Réponse à Catherine
Tasca, spécialiste de la communication et de la francophonie
en tant que ministre et secrétaire d'Etat
Le 16 octobre dernier, Mme Catherine Tasca a mis en garde les défenseurs
de la francophonie contre le risque que "le monde ne communique qu'au travers
d'un seul Espéranto," ce qui, d'après elle, "serait dramatique culturellement,
démocratiquement, etc.," et elle a préconisé "que chacun défende sa
langue nationale".
Il est effectivement d'une importance capitale que chacun défende sa langue
nationale, et il serait catastrophique que les êtres humains communiquent exclusivement
en espéranto.
Mais ayant vécu dans plusieurs milieux internationaux, l'un utilisant l'anglais,
l'autre l'interprétation simultanée, un troisième le français, un quatrième
le baragouinage et les gestes, et un cinquième l'espéranto, je peux témoigner
que ce dernier offre le système le plus agréable de communication entre personnes
de langues différentes.
Il est plus efficace,
donne un meilleur rendement de l'effort, et se révèle
psychologiquement bien plus satisfaisant que toutes les autres formules
(voir mon article "Communication
linguistique – Étude comparative faite sur le terrain",
Language Problems and Language Planning, vol. 26, n°
1, printemps 2002, pp. 22-50). Personnellement, j'avais plus d'aisance
en espéranto au bout de six mois qu'en anglais au bout de
six ans, et je connais bien des personnes, aux langues maternelles
très diverses, qui ont fait la même expérience.

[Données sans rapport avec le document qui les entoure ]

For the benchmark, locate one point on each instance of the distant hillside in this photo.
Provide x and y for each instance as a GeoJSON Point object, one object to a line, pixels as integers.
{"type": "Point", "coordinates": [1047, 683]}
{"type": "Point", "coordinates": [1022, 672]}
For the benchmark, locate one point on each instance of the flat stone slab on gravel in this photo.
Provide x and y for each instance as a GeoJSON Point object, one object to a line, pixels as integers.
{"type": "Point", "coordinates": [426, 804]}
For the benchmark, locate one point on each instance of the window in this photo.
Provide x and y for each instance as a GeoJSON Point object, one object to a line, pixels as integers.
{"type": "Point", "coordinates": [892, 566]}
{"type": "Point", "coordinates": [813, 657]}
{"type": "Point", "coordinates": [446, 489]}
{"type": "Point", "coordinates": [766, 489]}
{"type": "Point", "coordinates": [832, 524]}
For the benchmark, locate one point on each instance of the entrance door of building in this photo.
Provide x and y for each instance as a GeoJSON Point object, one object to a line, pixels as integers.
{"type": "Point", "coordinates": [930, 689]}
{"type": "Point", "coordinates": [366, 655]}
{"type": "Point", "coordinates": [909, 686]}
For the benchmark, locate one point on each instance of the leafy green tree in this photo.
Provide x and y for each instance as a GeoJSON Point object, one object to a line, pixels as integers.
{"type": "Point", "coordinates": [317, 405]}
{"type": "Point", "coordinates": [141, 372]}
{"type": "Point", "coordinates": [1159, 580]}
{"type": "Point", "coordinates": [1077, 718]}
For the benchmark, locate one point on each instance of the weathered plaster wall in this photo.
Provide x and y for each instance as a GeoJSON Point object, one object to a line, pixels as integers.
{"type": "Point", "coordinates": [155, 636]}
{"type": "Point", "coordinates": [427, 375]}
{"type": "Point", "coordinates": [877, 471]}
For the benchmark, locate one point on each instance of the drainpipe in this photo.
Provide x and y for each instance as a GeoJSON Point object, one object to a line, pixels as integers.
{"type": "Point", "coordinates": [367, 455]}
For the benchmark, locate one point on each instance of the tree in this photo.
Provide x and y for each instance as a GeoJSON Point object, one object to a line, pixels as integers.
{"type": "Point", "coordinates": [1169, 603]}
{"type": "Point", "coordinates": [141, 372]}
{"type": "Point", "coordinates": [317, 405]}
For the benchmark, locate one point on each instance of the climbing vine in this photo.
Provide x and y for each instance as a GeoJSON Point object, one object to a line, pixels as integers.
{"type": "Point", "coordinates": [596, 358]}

Bien sûr, il est bon qu'à côté de l'espéranto on s'initie à une ou plusieurs
autres langues pour élargir son horizon culturel. D'ailleurs, si l'on observe
comment les choses se passent dans le monde de l'espéranto, on se rend compte
que celui-ci ne présente aucun inconvénient sur le plan de la culture, bien
au contraire. Les enquêtes révèlent que ses usagers connaissent mieux les cultures
étrangères que les personnes unilingues ou que celles qui, outre leur langue
maternelle, ne savent que l'anglais. De plus, parce qu'il donne la possibilité
de communiquer sur un pied d'égalité comme aucune autre formule ne le permet,
l'espéranto s'avère être, à l'épreuve du réel, le système le plus démocratique.
Si l'humanité transférait à l'espéranto toute l'énergie qu'elle investit
actuellement, avec de piètres résultats, dans l'apprentissage de l'anglais,
le français retrouverait une place de choix dans toutes les écoles du monde.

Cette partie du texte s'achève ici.